Even so, the IDF’s ongoing engagement in regional conflicts, along with expansionist Israeli government rhetoric, could further worsen settler-driven violence. From 1 March to 23 March, at least seven Palestinians were shot and killed by settlers. Following one of the shootings, another Palestinian died after inhaling tear gas fired by the IDF. This marks the highest number of fatalities during settler incidents in a month , reached only once before, in October 2023 
We should denounce the Israeli occupation and the ongoing colonization of Palestinian land, as well as the genocide in Gaza and all forms of collective punishment imposed on the Palestinian peoplem while strongly condemnng imperialist interventions, foreign military presence, and the expansion of war across the region, alongside the use of sanctions and embargoes as tools of domination and control.   
We must reaffirm that peace cannot be built through militarization, occupation, or imperialist intervention.  Peace can only emerge from the struggles of peoples and from self-determination. Despite Israel's genocide and apartheid, Palestinians will never give up their  refugees' right to return to their  ancestral lands. 
Land Day is a reminder of the Palestinians’ struggle against Israel’s apartheid and the cost of the persistence of impunity for violations by Israel. Palestinians are entitled to live on their lands, without discrimination, oppression and  uprooting. 
The 1976 Land Day strike  inspired the following powerful poem by Tawfiq Zayyad, Palestinian poet, writer, scholar and politician, that continues to resonate across the Palestinian generations. 

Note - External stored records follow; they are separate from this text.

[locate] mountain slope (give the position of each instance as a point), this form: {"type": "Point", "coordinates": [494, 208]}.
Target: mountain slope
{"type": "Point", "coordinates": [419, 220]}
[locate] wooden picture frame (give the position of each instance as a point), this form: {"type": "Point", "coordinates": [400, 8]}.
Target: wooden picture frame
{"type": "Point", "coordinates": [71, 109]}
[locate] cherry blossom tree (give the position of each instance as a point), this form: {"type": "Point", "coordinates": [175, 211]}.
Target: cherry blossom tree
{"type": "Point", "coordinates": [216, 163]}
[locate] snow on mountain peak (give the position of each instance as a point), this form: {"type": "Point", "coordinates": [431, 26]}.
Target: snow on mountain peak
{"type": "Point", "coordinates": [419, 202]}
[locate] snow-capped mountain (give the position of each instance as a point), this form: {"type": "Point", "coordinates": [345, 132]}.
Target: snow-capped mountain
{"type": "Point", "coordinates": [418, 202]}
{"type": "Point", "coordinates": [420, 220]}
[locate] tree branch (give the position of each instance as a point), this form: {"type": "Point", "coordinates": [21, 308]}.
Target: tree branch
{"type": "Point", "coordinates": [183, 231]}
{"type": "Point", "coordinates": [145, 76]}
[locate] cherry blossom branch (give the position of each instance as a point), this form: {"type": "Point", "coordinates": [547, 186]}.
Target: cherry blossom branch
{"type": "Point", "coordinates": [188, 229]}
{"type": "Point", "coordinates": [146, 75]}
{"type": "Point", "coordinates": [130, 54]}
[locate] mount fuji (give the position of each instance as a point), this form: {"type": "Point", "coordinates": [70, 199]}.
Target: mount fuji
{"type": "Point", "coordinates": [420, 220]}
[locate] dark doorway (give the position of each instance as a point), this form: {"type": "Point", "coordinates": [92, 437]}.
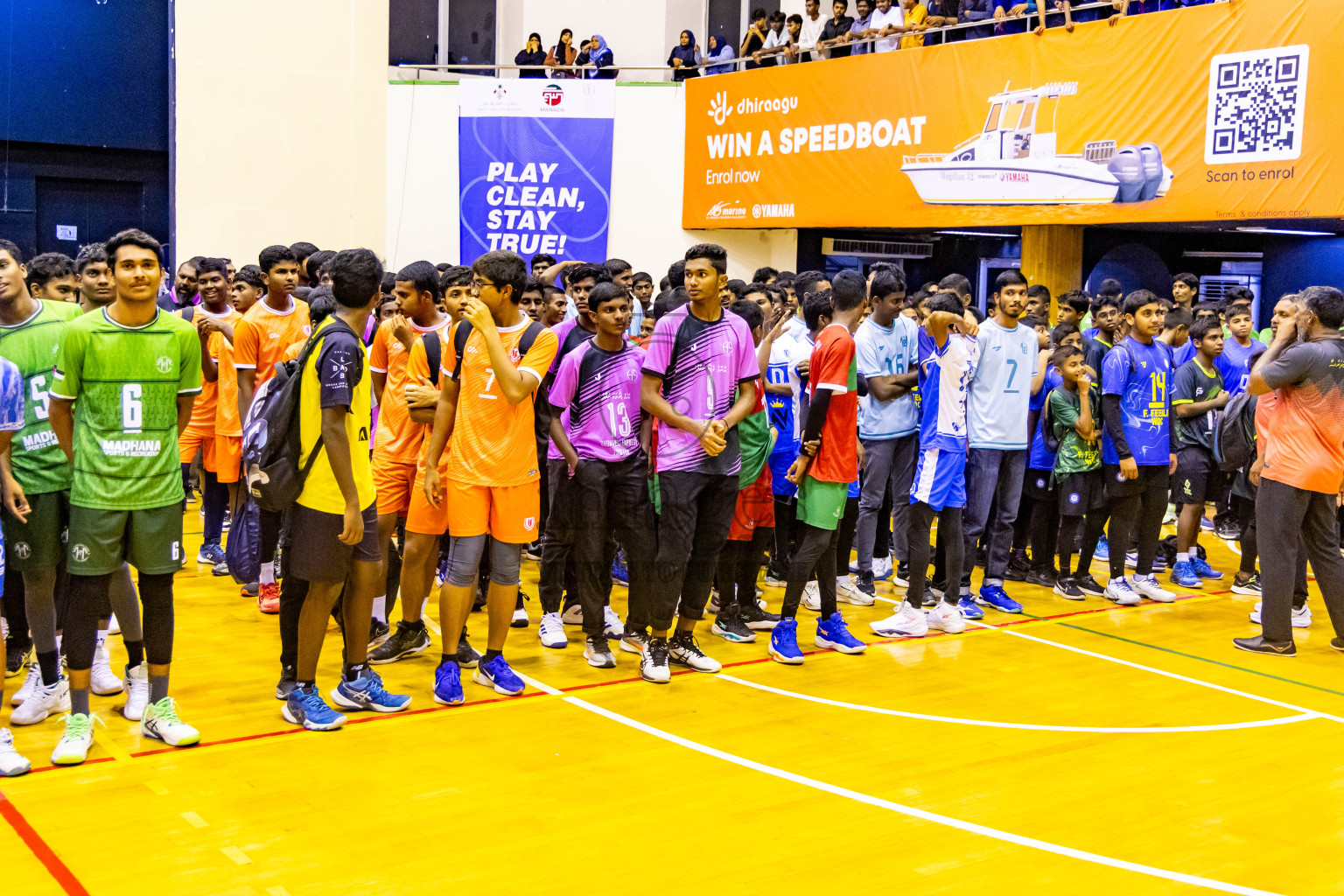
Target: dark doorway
{"type": "Point", "coordinates": [73, 213]}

Here we will stay - Tawfiq Zayyad ( 7/5/ 29 - 5/7/ 94)  

In Lidda, in Ramla, in the Galilee, 
we shall remain like a wall upon your chest, 
and in your throat like a shrad of glass, 
a cactus thron, 
and in your eyes
a sandstorm. 
We shall remain
a wall upon your chest, 
clean dishes in your restaurants,
serve drinks in your bars, 
sweep the floors of your kitchens 
to snatch a bite for our children 
from your blue fangs. 
Here we shall stay,
sing our songs, 
take to the angry streets, 
fill prisons with dignity. 
In Lidda, in Ramla, in the galilee, 
we shall remain, guard the shade of the fig 
and olive trees, 
ferment rebellion in our children 
as yeast in the dough.


Today, on Land Day, the soil of Palestine speaks. It remembers every footprint, every olive tree, every life rooted in its memory. Today, we remember that land is not a commodity; it is life itself.
The international community must go beyond solidarity and  demand an end to the occupation and defend the self-determination of the Palestinian people, as recognized by the International Court of Justice and the United Nations General Assembly,  and   to  demand our  governments ends its complicity in Israel’s settler-colonialism and apartheid,  and to  stop arming Israel, and ban all trade with illegal Israeli settlements on stolen land. 
Gaza and the West Bank, including East Jerusalem, must be reunified under the Palestinian Authority. Failing this would mean that a future Palestinian state becomes an illusion. From  the river to the sea, Palestine will be free!